Todo este asunto es comparable con los fotógrafos de boda encasquetados por iglesias y restaurantes a los novios y que tienen que aceptarlos sí o sí porque vienen en el pack. Por fortuna, está empezando a desaparecer esa tendencia a la exclusividad del fotógrafo a sueldo del recinto aunque a veces hemos tenido que hacernos pasar por primos (ejem) de los novios para evitar problemas. Como decía, esta tendencia está desapareciendo pero a cambio está proliferando la de las fotos a recién nacidos.
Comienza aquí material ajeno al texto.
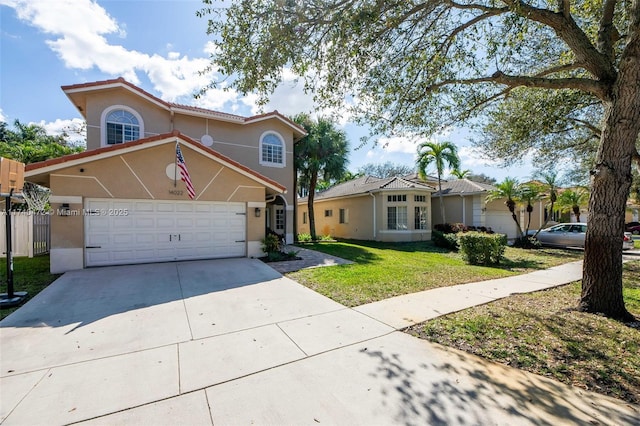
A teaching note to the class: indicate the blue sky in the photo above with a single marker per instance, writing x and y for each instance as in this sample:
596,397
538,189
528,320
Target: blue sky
159,45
Por concluir, y ya voy acabando, todos estos son los motivos por los que no me veréis dando vueltas por las habitaciones de las maternidades salvo que alguien me haya pedido expresamente estar allí con la cámara, en cuyo caso, lo haré siempre de forma respetuosa, honesta, profesional y discreta. Y no dudéis de la profesionalidad de un buen fotógrafo y llevadlo, si es que lo queréis, apalabrado de antemano.

Por cierto, la foto que acompaña esta entrada es de Léa, la hija de mi amigo y compañero Víctor del mismo día que vino al mundo. Me planté por sorpresa en su habitación y (oh, casualidad) llevaba la cámara al hombro, pero antes de hacer fotos, le pedí permiso ;-). Gracias a Víctor, a Carmen y a la pequeña Léa por dejarme ilustrar esta entrada con ellos.